Chapter 4 #2

“Fuck off, Deck. If that’s how you want to play it, I’m out of here.”

When I turned to leave, but Decker grabbed my arm and stopped me. “Wait.”

He dropped his hand and didn’t make any move to touch me again. And like a damn glutton, I stood there waiting… Hoping—for what? I sure as hell didn’t know.

“Decker,” I repeated his name, willing him to hear the earnestness in my voice. The want I had in my heart.

“I know it’s no excuse, but you have no idea how hard it is for me to stand here,” he breathed out, like it pained him to admit that.

“Me too.” My heart ached at the two words I spoke.

“You saw Regi.” It was a statement, not a question.

Relief flashed through me that Decker had also seen our girl. “Yes. I thought… I was seeing things. Guess I wasn’t. Did you keep in touch with her?”

He shook his head. “No.” There was so much emotion in that single word, that it cut me deep. “You?”

“No.” This whole time, I thought I was the one left out. But I was wrong. None of us kept in touch.
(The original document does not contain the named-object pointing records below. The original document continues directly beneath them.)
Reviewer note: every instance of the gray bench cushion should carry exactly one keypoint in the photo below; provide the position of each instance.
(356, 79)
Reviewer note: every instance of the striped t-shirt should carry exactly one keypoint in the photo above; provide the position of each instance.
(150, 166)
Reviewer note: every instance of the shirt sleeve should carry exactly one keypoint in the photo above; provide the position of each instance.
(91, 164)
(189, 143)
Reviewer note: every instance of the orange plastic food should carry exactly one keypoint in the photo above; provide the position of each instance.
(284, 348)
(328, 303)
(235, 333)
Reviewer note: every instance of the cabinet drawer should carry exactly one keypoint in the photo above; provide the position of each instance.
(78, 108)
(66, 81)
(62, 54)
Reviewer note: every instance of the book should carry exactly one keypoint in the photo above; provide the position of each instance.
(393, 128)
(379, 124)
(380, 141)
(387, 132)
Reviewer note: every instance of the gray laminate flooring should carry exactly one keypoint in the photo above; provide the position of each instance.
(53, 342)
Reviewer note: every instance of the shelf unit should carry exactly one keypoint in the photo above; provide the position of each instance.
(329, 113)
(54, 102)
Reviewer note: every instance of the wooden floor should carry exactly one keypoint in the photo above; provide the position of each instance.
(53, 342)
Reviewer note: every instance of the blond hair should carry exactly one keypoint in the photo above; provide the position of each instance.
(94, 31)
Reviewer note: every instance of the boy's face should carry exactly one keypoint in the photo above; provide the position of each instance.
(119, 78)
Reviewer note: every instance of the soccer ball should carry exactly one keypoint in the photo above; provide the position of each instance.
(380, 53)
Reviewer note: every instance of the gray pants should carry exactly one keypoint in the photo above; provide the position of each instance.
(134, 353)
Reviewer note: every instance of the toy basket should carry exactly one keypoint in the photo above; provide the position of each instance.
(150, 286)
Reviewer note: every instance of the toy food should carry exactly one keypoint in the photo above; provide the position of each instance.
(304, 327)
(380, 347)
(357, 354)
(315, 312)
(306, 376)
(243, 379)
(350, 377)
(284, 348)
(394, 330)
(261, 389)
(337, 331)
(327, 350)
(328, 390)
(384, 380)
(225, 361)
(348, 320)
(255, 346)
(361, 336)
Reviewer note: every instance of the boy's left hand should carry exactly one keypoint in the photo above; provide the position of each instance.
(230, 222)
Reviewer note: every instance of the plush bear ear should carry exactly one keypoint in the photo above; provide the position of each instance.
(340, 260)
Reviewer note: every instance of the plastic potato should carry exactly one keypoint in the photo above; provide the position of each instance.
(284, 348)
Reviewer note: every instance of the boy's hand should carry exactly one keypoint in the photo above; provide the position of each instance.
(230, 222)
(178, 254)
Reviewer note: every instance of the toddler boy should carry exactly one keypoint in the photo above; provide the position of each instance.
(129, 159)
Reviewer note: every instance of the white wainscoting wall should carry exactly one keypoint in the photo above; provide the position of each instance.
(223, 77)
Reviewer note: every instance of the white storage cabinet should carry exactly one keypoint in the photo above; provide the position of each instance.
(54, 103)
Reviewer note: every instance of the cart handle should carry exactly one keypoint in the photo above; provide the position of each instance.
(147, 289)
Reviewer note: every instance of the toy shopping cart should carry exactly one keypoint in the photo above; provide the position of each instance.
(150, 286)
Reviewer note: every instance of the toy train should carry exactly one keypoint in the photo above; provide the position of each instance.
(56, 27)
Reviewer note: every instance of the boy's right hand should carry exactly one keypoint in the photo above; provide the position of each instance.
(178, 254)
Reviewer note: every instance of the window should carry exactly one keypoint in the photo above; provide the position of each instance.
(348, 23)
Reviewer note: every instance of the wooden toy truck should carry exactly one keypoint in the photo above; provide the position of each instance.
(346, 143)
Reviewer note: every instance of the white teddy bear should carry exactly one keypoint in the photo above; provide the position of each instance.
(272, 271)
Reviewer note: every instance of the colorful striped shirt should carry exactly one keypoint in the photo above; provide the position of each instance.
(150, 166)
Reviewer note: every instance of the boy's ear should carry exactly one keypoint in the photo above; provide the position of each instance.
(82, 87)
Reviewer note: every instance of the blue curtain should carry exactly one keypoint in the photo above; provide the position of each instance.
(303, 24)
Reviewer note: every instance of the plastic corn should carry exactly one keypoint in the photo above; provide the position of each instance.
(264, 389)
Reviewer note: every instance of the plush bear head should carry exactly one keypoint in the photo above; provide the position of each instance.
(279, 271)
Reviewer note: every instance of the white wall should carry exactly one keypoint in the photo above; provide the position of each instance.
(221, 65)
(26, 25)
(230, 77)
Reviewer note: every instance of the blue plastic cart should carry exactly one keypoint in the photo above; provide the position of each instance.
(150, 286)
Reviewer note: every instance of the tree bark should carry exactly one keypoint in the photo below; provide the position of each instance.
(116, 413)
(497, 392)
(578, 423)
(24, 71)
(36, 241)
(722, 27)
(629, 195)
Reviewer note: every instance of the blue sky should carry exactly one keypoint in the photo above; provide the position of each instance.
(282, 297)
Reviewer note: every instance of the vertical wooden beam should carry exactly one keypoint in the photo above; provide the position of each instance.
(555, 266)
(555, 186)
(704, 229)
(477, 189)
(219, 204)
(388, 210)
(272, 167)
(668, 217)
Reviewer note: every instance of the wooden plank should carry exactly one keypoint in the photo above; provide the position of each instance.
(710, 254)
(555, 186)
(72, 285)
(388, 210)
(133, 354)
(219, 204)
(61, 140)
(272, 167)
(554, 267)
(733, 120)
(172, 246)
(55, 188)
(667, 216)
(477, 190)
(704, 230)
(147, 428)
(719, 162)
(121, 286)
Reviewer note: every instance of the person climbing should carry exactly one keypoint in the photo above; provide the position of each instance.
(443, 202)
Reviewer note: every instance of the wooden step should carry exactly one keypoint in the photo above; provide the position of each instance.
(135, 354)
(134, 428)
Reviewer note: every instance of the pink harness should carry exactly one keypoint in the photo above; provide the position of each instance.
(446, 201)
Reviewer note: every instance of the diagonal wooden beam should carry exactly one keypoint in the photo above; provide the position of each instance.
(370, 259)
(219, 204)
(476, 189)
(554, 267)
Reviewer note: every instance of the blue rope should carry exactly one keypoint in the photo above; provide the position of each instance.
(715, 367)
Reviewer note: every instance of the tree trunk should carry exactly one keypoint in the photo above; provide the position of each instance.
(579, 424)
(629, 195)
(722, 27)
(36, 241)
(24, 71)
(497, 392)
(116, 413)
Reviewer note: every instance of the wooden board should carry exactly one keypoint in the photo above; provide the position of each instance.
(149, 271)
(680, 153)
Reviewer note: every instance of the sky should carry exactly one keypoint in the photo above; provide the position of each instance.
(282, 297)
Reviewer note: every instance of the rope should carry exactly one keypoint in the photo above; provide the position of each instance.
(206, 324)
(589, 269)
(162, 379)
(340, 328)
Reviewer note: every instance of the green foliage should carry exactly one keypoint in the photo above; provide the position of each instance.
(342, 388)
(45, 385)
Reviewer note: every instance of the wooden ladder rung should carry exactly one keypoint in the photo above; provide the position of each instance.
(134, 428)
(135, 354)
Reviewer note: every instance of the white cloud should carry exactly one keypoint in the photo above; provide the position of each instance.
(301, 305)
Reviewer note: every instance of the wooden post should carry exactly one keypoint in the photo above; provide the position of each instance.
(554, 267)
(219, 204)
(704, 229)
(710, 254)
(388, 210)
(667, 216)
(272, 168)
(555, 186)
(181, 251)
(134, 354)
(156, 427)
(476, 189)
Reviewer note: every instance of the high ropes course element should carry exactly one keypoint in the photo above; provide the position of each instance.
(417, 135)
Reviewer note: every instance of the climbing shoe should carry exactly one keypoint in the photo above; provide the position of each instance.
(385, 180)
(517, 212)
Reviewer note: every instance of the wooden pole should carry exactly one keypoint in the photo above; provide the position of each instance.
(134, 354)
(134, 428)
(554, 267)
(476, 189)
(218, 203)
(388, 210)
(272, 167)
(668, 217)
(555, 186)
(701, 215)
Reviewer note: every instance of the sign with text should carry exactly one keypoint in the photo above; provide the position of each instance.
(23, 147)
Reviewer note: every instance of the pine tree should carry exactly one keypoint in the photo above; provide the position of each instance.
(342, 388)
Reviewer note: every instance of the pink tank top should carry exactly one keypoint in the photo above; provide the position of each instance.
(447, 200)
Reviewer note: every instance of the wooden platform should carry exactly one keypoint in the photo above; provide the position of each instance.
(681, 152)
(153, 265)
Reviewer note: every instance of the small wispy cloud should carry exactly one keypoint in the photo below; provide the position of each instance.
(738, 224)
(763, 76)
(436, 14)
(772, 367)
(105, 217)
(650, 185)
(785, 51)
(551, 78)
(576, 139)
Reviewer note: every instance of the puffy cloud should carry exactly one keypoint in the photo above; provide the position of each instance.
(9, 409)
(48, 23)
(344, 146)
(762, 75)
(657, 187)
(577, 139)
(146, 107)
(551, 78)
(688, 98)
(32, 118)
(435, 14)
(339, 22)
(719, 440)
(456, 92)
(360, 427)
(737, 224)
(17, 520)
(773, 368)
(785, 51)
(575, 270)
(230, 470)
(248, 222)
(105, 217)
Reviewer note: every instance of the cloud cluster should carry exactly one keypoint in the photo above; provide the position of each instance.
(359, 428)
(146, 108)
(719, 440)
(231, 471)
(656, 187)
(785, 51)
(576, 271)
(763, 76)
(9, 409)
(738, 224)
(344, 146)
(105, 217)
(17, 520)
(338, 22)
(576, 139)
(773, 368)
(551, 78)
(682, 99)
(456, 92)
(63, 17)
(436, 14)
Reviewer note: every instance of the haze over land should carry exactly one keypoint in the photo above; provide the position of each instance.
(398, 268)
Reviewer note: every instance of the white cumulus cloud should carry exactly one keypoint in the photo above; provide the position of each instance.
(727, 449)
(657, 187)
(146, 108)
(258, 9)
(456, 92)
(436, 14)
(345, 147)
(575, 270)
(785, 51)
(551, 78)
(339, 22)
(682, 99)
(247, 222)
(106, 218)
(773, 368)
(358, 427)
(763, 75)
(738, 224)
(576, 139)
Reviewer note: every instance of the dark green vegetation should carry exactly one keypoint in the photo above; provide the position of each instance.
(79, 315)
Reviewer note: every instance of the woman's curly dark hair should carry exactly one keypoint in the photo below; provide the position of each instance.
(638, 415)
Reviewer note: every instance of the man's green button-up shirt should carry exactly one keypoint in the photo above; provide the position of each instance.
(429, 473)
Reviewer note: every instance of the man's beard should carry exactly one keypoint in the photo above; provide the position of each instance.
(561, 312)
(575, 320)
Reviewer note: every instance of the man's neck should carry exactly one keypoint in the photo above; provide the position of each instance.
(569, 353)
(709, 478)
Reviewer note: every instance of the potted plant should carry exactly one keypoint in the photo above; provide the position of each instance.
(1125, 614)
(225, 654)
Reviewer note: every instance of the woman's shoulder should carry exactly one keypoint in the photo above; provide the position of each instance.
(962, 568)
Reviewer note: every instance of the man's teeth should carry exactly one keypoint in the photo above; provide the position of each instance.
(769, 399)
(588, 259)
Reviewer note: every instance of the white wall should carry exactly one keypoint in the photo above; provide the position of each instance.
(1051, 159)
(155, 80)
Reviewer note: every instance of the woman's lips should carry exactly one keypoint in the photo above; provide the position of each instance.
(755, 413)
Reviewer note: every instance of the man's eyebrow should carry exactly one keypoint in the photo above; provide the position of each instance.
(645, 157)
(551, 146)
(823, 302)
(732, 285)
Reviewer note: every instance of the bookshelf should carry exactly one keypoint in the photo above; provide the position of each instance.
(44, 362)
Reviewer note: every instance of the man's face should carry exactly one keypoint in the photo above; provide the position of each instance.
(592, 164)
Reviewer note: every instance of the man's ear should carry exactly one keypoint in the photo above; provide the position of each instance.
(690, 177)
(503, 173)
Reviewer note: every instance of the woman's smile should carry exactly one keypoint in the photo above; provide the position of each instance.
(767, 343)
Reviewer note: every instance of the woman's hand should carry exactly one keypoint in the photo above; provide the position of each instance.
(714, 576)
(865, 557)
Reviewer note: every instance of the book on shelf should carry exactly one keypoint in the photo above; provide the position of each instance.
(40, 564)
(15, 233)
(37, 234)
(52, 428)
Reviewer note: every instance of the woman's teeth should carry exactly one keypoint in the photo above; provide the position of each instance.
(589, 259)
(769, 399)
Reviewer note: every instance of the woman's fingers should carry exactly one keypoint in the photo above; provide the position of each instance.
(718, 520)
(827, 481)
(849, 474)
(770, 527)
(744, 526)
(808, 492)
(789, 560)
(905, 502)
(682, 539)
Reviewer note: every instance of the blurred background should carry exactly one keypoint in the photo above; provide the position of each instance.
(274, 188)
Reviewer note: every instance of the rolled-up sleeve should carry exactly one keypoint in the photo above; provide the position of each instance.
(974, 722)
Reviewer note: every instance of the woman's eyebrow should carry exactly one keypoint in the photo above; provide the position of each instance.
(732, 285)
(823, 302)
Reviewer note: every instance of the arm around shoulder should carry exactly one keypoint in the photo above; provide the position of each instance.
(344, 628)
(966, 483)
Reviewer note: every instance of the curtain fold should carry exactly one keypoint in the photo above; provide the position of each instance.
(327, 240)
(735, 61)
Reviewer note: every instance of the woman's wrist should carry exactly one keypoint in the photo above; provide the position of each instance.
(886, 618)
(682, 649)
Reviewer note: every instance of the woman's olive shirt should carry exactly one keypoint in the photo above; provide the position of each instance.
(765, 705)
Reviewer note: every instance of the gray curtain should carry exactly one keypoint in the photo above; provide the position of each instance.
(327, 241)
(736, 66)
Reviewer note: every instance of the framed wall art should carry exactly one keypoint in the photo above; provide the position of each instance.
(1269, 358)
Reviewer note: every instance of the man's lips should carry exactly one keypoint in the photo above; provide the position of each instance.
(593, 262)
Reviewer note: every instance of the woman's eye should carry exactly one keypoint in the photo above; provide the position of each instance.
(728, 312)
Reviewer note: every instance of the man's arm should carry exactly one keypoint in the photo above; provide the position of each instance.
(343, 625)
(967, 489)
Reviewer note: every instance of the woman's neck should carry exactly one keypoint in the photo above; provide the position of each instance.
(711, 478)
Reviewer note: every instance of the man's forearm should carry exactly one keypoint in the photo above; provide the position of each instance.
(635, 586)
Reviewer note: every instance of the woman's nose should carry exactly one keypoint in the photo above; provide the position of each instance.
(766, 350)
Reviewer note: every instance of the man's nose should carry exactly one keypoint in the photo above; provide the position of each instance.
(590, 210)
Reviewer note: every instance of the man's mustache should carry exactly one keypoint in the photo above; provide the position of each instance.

“I thought… This entire time, I thought you and her…” Decker turned away, as though he too was affected by the news.

Relief hit hard, tangled with sorrow and the images I’d painted in my head of Regina and Decker living life without me. But the truth was worse—we’d each been alone in this miserable world, and that somber thought made me tear up.

“God, Deck. After all this time, you two pop back into my life—on the same night. It’s too damn coincidental. I don’t know what to think. It must be double whammy day,” I admitted, turning away and swiping at my wet eyes.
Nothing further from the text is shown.